South Carolina Regional Hospital, Tuomey Regional Medical Center, is accused of Medicare and Medicaid fraud in a qui tam lawsuit, brought by the U.S. Attorney's Office in South Carolina. According to a recent article on State.com, the suit involves the Regional Hospital overcharging Medicare for surgeries and “bribing” doctors with “kickbacks” for their business. The case is being handled by U.S. Attorney Norman Acker. The lawsuit alleges that the Toumey Regional Medical Center created a billing scheme from January 2005 to September 2007, in which "it submitted and caused others to submit false and fraudulent claims for payment to Medicare and Medicaid ...”
Judge Matthew Perry ruled yesterday that the Justice Department-backed lawsuit against the South Carolina Regional Hospital can proceed and crucial evidence against the Hospital can be admitted into the f the case. The lawyers for the hospital had been trying to get the case dismissed.
Orthopedic Surgeon, Michael Drakeford, initial qui tam lawsuit was filed under seal in federal court in Columbia in October 2005. The federal government investigated Drakeford’s claims and before taking over as lead plaintiff in the case.

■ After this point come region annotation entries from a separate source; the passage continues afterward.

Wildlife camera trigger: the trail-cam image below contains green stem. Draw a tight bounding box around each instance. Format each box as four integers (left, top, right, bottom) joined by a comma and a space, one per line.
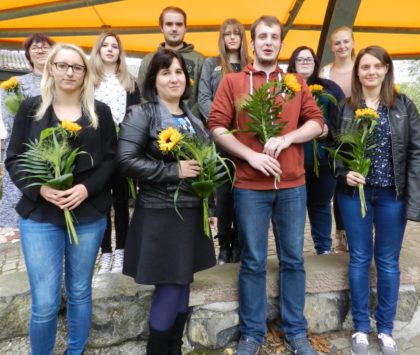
203, 198, 210, 238
63, 208, 79, 245
312, 139, 319, 177
357, 184, 367, 218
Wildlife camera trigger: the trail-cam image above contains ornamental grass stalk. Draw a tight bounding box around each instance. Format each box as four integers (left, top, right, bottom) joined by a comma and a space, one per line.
158, 127, 234, 238
0, 76, 25, 116
18, 121, 88, 245
325, 108, 379, 218
235, 73, 301, 189
308, 84, 337, 177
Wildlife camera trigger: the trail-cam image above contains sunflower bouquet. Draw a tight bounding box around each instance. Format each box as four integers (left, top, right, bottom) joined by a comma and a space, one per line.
0, 76, 25, 116
235, 73, 301, 188
308, 84, 337, 177
325, 108, 379, 218
158, 127, 234, 237
18, 121, 88, 245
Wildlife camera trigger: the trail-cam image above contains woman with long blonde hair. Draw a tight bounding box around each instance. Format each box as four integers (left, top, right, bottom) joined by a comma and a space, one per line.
6, 44, 117, 355
90, 32, 140, 273
198, 18, 250, 264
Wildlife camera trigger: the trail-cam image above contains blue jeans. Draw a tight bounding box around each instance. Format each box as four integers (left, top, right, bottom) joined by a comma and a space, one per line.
337, 187, 406, 334
305, 165, 336, 254
20, 217, 106, 355
234, 186, 307, 344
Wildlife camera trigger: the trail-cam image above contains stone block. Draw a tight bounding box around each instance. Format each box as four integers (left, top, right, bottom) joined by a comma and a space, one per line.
305, 292, 349, 334
188, 302, 239, 349
0, 272, 31, 340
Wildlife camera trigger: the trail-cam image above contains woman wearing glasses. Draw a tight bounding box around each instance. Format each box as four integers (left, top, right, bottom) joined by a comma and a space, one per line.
287, 46, 344, 254
90, 32, 140, 274
0, 33, 53, 238
6, 44, 117, 355
198, 18, 249, 264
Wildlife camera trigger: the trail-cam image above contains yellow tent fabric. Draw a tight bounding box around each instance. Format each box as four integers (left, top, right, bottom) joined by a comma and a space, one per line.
0, 0, 420, 60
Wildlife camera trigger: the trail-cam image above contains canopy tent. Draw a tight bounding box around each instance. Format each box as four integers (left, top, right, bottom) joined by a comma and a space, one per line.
0, 0, 420, 61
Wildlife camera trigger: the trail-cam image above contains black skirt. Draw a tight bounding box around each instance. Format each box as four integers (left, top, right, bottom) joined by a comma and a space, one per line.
123, 207, 216, 285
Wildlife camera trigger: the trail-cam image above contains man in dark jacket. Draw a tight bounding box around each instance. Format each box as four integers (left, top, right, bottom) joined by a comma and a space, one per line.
137, 6, 204, 117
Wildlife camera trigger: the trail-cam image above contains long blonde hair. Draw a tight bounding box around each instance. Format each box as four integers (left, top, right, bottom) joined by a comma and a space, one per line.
90, 31, 135, 93
35, 43, 98, 128
218, 18, 250, 77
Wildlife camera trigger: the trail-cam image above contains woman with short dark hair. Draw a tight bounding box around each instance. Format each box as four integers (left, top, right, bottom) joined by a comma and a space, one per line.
0, 33, 54, 236
332, 46, 420, 355
287, 46, 344, 255
118, 49, 216, 355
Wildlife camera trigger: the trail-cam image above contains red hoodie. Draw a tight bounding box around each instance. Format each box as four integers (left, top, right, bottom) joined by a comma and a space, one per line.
208, 64, 324, 190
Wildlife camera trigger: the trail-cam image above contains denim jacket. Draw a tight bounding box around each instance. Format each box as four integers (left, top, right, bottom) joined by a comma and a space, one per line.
117, 99, 210, 208
331, 95, 420, 221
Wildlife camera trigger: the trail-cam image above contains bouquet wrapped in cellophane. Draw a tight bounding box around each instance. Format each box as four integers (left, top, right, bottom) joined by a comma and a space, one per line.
158, 127, 234, 237
18, 121, 92, 245
325, 108, 379, 218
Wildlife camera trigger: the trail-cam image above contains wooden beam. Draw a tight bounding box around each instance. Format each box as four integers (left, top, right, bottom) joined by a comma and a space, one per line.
283, 0, 305, 39
317, 0, 361, 66
0, 0, 122, 21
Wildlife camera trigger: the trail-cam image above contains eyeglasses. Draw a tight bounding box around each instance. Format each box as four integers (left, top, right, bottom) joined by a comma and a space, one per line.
29, 46, 51, 52
53, 62, 86, 74
223, 32, 241, 37
296, 57, 314, 64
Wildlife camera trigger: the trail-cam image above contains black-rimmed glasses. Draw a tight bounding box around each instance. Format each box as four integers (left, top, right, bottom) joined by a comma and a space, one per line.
53, 62, 86, 74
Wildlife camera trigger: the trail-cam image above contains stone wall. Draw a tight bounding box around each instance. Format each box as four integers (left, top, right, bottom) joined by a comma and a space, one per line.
0, 254, 420, 355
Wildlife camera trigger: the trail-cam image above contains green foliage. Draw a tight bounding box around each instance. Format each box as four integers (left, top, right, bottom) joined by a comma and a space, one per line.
398, 83, 420, 110
236, 81, 287, 144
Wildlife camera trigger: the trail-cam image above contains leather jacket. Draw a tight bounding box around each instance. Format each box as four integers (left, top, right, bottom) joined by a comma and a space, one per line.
331, 94, 420, 221
117, 99, 210, 208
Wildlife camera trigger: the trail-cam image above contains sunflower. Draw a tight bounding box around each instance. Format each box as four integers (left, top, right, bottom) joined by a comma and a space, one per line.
158, 127, 182, 152
308, 84, 324, 94
0, 76, 19, 91
354, 107, 379, 120
283, 73, 301, 94
61, 120, 82, 132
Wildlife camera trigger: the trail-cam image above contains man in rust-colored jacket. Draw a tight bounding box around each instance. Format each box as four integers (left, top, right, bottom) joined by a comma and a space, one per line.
208, 16, 323, 355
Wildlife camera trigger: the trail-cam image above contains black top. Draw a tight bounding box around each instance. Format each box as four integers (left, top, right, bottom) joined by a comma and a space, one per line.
5, 96, 117, 225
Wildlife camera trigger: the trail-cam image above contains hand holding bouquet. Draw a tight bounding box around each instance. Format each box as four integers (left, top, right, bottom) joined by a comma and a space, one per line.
18, 121, 88, 245
158, 127, 233, 237
325, 108, 379, 218
0, 76, 25, 116
235, 74, 301, 188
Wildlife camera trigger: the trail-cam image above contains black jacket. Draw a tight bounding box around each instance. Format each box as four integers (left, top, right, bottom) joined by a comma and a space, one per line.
331, 95, 420, 221
5, 96, 117, 224
117, 98, 209, 208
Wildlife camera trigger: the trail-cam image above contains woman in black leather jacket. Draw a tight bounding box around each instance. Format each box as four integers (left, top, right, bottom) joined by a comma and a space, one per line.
118, 49, 216, 355
331, 46, 420, 354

Time will tell how much of the behind-the-scenes, big-profits world of doctors and hospitals in the billion-dollar S.C. health care industry will be revealed. The hospital is expected to answer the allegations by March 28.
The case could be worth millions of dollars to the government if the South Carolina Hospital is found guilty of fraudulently over billing the government or if they decide to settle and no admit any guilt or wrong doing.
Charles Miller, a Department of Justice spokesman is quoted as saying, "The government intervenes only if a case has merit. The department gets involved in less than 25 percent of qui tam actions filed each year. In qui tam cases, the government nearly always gets a settlement or wins in a jury trial."